Data aging and archiving
The simplest and least sophisticated approach to dealing with the space-related SQL Azure limitations is to devise a plan for archiving data if you don’t already have one. There are two basic ways to handle this:
- Move older or less frequently accessed data to another database via a daily cleanup process. Since, as described above, the number of databases available to you in Azure is not a hard limit, this approach is pretty effective. If the vast majority of your database traffic revolves around recent activity -- for instance, if people only have a historical interest in stuff that happened months ago on your website -- then you can archive by date. Likewise, you could devise a strategy in which the less often something is accessed, the more likely it is to be automatically shunted to another database that is optimized for heavy reads.
- Move older data offline entirely or simply delete it. This is only viable if a) you make the lifetime of your data clear to your users, and b) they don’t object to having things archived offline or overwritten after a certain period of time. This approach works best for data that is inherently ephemeral; it’s probably not suited for data that is of continued interest.
Using sharding against SQL Azure limitations
A second method of dealing with space-related SQL Azure limitations, and one that goes hand in hand with adding databases, is a technique called sharding. This is a way of partitioning data horizontally across databases, allowing data to be scaled across any number of databases. Sharding requires that you modify both the way your data is stored and the way your applications retrieve data, so it’s not something you can simply apply as a bandage to an existing database to make it scale.
A full overview of sharding would be far too big for this space, but a few key things about implementing sharding in Azure are worth mentioning here.
Think twice about your data and application design. There are many high-level data design considerations you need to make before using sharding in SQL Azure. An example: The app needs to assume that any one piece of data (an “atomic unit” of data, in sharding parlance) can live in any shard and has no fixed location. Also, since transactions are not supported between SQL Azure databases, transactions should be confined to within sharded objects and not used by the application at large. Finally, joins across shards are not possible (at least, not yet), so any data that will be joined must be kept in the same shard.
No native support yet. Any sharding you create in the current version of SQL Azure has to be done entirely in your own applications. SQL Azure itself doesn’t have native support for sharding yet. That said, native sharding is planned for SQL Azure via SQL Azure Federations. A program to test out Federations is set to go online from May 1 through Aug. 30, 2011, so if you’re preparing to build an application that uses sharding and want to get an early look at how it’ll work and provide feedback, sign up.
Rebalancing of data happens offline. When you add or remove shards, data may need to be moved between them for the sake of performance and behavioral consistency. Right now, any such changes will have to happen offline because of the lack of native support for sharding.

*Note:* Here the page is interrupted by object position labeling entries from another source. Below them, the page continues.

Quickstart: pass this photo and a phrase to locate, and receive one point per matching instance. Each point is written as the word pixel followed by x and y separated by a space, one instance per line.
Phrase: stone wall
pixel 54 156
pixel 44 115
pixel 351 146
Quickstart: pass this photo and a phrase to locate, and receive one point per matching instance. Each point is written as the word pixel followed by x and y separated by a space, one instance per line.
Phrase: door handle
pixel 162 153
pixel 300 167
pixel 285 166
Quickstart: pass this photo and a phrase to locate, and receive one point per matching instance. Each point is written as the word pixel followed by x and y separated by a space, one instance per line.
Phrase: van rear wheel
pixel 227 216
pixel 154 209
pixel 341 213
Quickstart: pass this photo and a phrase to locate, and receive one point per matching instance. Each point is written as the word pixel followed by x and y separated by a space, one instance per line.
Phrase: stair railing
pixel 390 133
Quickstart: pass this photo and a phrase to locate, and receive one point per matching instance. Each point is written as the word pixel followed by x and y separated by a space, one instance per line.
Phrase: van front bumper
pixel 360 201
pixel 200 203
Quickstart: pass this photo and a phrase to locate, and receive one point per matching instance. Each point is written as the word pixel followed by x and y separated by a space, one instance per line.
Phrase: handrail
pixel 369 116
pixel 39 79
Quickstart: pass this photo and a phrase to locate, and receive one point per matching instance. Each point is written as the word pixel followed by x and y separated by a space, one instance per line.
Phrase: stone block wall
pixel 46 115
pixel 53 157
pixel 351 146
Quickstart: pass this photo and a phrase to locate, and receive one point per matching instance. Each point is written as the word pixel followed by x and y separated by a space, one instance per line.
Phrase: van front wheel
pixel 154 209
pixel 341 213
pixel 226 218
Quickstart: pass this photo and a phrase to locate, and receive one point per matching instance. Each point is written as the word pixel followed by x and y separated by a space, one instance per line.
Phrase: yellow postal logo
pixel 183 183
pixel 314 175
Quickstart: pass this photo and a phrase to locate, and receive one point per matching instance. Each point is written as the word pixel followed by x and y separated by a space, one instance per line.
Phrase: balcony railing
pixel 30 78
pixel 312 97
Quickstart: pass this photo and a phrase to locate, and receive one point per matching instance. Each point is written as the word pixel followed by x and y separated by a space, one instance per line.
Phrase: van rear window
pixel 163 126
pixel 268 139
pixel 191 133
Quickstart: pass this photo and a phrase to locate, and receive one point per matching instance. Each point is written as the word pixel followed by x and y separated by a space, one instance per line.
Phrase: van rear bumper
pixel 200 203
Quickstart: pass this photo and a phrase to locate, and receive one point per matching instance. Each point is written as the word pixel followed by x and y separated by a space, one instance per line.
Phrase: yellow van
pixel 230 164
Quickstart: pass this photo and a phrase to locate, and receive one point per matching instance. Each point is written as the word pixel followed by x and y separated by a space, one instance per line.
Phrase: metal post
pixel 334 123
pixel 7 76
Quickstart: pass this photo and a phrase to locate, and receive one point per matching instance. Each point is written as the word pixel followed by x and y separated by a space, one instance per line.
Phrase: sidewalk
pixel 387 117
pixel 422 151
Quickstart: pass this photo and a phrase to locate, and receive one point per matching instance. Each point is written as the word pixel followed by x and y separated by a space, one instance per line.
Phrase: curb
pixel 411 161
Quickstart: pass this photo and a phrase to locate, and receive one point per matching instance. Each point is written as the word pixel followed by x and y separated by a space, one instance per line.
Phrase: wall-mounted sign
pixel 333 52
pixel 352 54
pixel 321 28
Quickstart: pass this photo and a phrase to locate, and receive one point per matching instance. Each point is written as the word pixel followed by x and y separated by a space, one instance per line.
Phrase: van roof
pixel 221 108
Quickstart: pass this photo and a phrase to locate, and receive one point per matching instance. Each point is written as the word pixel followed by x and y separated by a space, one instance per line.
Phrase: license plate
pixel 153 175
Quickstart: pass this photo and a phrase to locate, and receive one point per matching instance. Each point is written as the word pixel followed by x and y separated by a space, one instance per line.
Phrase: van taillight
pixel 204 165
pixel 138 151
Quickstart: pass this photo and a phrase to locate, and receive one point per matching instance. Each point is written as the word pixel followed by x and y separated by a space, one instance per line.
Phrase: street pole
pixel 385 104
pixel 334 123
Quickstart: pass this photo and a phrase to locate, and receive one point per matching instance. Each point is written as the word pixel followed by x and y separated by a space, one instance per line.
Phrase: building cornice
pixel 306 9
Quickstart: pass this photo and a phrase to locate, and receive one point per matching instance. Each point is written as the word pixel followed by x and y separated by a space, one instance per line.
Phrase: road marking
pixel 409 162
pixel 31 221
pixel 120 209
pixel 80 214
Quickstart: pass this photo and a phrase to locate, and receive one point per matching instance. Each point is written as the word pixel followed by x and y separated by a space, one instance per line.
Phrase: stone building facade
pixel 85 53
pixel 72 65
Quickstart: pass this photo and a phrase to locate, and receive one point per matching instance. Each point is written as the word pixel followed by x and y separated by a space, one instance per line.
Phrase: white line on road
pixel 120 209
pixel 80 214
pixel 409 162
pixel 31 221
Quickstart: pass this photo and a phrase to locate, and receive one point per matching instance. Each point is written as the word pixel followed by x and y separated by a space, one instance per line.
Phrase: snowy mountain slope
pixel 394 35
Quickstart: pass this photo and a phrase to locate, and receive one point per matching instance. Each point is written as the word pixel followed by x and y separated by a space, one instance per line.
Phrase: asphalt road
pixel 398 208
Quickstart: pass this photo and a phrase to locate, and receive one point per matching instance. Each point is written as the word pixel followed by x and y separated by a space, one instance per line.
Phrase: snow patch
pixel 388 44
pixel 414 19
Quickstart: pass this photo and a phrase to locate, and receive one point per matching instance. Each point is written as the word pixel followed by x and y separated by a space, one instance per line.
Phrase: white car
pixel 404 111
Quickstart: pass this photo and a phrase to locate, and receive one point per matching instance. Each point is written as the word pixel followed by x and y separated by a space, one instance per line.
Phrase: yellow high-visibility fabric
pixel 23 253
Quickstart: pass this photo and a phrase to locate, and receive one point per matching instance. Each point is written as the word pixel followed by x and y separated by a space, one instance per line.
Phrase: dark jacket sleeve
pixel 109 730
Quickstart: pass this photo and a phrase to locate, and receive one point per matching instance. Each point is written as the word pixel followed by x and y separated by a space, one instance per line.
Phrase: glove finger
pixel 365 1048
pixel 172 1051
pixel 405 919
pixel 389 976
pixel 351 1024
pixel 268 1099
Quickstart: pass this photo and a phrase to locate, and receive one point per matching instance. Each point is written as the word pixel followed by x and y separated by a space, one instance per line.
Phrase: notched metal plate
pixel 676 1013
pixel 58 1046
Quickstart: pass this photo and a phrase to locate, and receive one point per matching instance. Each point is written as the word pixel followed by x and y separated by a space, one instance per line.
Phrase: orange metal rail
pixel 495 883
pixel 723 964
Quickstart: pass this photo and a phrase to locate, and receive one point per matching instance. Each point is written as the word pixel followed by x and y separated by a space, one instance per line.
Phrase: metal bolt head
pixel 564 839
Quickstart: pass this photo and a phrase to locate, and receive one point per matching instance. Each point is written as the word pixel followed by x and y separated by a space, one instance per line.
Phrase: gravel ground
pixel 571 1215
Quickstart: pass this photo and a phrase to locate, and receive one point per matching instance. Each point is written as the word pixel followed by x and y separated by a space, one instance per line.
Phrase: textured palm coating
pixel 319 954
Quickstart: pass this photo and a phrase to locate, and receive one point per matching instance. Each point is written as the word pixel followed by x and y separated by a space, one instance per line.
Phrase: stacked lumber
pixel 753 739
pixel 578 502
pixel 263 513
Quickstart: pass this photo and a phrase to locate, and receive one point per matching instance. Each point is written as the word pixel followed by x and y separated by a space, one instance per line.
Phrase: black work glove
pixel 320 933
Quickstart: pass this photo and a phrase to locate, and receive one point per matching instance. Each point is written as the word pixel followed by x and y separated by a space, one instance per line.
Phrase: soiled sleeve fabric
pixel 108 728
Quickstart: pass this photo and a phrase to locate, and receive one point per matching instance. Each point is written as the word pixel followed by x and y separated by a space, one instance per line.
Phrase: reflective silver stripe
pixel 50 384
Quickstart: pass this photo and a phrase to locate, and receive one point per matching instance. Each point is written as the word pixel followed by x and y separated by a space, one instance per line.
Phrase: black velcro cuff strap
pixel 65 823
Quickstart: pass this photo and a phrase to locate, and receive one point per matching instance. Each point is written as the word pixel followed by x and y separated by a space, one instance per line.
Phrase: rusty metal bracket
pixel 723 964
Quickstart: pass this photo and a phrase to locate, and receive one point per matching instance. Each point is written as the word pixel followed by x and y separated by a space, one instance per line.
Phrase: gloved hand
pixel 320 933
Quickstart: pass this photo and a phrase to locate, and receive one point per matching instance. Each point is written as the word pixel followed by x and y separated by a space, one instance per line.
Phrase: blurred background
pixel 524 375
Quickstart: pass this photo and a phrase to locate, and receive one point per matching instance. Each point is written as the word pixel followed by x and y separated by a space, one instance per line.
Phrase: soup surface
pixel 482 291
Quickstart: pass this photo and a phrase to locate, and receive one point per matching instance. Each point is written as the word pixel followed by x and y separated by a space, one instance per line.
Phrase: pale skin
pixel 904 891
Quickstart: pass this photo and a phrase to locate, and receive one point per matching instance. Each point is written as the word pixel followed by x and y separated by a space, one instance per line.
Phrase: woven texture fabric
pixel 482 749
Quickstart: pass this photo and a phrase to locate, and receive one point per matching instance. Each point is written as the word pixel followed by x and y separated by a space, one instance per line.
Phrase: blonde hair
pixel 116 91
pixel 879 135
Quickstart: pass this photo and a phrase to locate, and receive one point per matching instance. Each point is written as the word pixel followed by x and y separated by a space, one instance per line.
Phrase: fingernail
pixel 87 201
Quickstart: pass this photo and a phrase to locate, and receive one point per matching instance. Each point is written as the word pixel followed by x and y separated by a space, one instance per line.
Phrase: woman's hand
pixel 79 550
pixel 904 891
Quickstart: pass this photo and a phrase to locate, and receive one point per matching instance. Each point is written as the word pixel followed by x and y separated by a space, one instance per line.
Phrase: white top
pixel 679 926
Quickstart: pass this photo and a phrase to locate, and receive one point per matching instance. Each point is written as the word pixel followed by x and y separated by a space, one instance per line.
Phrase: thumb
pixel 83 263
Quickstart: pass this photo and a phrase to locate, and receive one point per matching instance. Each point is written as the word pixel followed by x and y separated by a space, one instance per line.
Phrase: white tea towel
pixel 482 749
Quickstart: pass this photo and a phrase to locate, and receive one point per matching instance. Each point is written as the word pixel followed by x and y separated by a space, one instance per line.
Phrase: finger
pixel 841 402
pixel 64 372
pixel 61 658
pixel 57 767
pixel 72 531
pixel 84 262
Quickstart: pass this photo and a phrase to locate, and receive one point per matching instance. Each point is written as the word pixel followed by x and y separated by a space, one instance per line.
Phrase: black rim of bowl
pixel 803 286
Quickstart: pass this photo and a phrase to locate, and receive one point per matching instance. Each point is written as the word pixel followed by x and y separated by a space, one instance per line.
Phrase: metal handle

Most of the short-term problems with SQL Azure storage can be worked around by simply ramping up the number of databases or being judicious about what you keep and for now long. If you’re thinking of using sharding as a solution to storage-related SQL Azure limitations, it should be approached as a way to transcend limitations you might face with most database solutions -- a solution that will require that much more work to implement. It might well be worth the wait for Federations, which will provide consistent mechanisms for sharding, before attempting to implement such a thing by hand in your own SQL Azure apps.